Late that afternoon Drew pulled up in front of TR-90’s only business, a shambling, slump-roofed establishment called the Big 90 General Store (as if somewhere there was a Small 90). He gassed the Suburban, which was almost dry, at a rusty old rotary pump where a sign announced CASH ONLY and REGULAR ONLY and “DASH-AWAYS” WILL BE PERSECUTED and GOD BLESS AMERICA. The price was $3.90 a gallon. In the north country, you paid premium prices even for regular. Drew paused on the store’s porch to lift the receiver of the bug-splattered pay phone that had been here when he was a kid, along with what he would swear was the same message, now faded almost to illegibility: DO NOT DEPOSIT COINS UNTIL YOUR PARTY ANSWERS. Drew heard the buzz of the open line, nodded, replaced the receiver in its rusty cradle, and went inside.

“Ayuh, ayuh, still works,” said the refugee from Jurassic Park sitting behind the counter. “Amazin, ain’t it.” His eyes were red, and Drew wondered if he had perhaps been smoking a little Aroostook County Gold. Then the old fella pulled a snot-clotted bandanna from his back pocket and sneezed into it. “Goddam allergies, I get em every fall.”

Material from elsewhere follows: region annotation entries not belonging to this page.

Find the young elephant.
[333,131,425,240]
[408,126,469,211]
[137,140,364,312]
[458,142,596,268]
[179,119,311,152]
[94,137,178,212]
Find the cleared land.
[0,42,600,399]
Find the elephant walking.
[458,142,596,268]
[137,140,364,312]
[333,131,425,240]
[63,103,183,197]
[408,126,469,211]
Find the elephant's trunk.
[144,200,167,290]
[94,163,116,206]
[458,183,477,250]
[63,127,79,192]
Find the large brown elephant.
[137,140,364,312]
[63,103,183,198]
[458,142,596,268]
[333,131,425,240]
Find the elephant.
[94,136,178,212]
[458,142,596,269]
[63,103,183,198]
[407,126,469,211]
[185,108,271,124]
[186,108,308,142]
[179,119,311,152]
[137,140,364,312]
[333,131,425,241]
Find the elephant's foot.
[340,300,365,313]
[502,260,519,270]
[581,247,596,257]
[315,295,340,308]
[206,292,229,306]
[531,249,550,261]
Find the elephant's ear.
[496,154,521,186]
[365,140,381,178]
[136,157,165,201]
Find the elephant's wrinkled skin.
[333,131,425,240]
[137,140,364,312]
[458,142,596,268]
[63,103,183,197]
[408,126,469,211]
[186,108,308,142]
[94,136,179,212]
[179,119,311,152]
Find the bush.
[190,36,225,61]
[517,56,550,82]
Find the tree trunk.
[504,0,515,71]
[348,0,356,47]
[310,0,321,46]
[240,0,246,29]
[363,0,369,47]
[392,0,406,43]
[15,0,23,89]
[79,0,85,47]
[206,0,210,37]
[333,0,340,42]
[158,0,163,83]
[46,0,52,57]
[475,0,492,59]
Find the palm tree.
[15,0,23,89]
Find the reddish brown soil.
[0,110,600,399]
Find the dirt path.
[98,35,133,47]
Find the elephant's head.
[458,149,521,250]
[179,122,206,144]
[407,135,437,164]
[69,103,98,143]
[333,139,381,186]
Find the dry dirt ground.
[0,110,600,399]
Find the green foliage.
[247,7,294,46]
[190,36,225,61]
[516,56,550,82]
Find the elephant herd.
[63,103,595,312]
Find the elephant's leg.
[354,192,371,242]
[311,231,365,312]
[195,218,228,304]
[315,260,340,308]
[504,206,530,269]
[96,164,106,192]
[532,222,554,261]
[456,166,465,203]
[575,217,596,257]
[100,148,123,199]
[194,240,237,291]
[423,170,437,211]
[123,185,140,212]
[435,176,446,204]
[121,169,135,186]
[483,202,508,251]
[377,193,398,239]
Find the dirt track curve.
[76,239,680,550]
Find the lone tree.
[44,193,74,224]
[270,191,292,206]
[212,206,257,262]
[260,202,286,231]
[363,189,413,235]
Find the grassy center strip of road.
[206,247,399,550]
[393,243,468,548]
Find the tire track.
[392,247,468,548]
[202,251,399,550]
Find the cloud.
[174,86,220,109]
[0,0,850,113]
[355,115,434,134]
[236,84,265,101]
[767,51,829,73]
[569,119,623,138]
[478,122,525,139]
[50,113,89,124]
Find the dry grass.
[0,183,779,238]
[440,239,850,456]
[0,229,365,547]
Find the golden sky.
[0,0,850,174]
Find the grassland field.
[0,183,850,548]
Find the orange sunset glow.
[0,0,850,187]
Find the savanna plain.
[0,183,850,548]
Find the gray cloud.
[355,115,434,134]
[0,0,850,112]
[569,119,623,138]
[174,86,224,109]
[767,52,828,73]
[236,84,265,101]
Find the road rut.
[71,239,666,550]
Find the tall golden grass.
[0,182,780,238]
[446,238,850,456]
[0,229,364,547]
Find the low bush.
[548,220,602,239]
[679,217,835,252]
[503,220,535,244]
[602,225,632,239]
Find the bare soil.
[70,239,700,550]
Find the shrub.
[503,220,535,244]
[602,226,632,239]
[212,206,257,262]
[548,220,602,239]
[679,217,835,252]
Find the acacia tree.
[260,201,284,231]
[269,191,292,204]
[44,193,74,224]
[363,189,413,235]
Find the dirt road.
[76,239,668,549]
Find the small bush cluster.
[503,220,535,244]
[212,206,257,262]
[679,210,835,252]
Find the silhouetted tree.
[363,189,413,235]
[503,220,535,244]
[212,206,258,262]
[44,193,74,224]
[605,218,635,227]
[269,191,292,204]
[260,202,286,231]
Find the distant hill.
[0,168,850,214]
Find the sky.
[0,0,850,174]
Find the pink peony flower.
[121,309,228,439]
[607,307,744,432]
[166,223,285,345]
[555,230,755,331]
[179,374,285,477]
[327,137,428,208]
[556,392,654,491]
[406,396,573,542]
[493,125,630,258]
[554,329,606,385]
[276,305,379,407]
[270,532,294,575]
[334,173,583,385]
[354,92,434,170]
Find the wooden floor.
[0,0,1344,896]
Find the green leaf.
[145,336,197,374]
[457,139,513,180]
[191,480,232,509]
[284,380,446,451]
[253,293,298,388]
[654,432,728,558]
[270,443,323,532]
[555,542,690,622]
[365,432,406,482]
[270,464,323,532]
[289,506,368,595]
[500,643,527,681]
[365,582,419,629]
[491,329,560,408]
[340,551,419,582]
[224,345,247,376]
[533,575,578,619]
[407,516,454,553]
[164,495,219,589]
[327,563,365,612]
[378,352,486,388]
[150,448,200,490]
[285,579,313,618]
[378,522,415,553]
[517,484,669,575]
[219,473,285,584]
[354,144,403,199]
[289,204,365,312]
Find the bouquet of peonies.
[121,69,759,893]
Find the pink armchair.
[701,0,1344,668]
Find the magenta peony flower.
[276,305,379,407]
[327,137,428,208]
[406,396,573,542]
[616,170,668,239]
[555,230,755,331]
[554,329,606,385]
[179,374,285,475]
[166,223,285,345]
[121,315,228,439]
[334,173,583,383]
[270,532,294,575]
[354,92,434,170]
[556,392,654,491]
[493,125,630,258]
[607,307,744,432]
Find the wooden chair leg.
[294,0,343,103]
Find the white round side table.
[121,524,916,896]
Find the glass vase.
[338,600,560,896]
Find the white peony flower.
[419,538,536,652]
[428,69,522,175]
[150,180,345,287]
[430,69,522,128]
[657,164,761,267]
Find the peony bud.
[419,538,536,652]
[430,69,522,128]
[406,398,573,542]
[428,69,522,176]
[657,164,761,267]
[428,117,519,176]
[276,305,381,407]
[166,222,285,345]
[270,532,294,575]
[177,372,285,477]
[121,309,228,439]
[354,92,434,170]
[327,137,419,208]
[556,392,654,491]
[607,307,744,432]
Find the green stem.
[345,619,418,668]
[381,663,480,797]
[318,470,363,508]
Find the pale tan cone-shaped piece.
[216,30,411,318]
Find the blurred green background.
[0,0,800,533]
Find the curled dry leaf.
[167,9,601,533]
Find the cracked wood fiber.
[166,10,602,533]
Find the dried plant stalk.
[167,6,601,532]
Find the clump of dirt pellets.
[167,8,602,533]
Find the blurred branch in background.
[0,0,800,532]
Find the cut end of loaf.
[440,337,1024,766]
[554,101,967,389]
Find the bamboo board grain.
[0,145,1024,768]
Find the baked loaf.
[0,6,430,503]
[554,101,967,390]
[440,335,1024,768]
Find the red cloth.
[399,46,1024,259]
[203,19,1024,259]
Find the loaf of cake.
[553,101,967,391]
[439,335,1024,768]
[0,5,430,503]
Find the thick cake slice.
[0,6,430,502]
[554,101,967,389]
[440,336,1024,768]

“Mike DeWitt, isn’t it?” Drew asked.

“Nawp, Mike was my father. He passed on in Feberary. Ninety-seven fuckin years old, and the last ten he didn’t know if he was afoot or on hossback. I’m Roy.” He stuck his hand out over the counter. Drew didn’t want to shake it—that was the one that had been manipulating the snotrag—but he had been raised to be polite, so he gave it a single pump.

DeWitt hooked his glasses down to the end of his beaky nose and studied Drew over them. “I know I look like m’dad, worse luck, and you look like yours. You are Buzzy Larson’s boy, ain’tcha? Not Ricky, t’other one.”

“That’s right. Ricky lives in Maryland now. I’m Drew.”

“Sure, that’s right. Been up with the wife and kiddies, but not for awhile. Teacher, ain’tcha?”

“Yes.” He passed DeWitt three twenties. DeWitt put them in the till and returned six limp singles.

“I heard Buzzy died.”

“He did. My mom, too.” One less question to answer.

“Sorry to hear it. What are you doing up here this time of year?”

“I’m on sabbatical. Thought I’d do a little writing.”

“Oh, ayuh? At Buzzy’s cabin?”

“If the road’s passable.” Only saying it so he wouldn’t sound like a complete flatlander. Even if the road was in bad shape, he’d find a way to bull the Suburban through. He hadn’t come this far just to turn around.

DeWitt paused to snorkel back phlegm, then said, “Well, they don’t call it Shithouse Road for nothin, you know, and there’s probably a culvert or two washed out from the spring runoff, but you got your four-wheel drive, so you should be all right. Course you know Old Bill died.”

“Yes. One of his sons dropped me a card. We couldn’t make it to the funeral. Was it his heart?”

“Head. Put a bullet through it.” Roy DeWitt said this with palpable relish. “He was comin down with the Alzheimer’s, see? Constable found a notebook in his glovebox with all kinds of stuff written down in it. Directions, phone numbers, his wife’s name. Even the fuckin dog’s name. Couldn’t take it, don’tcha see.”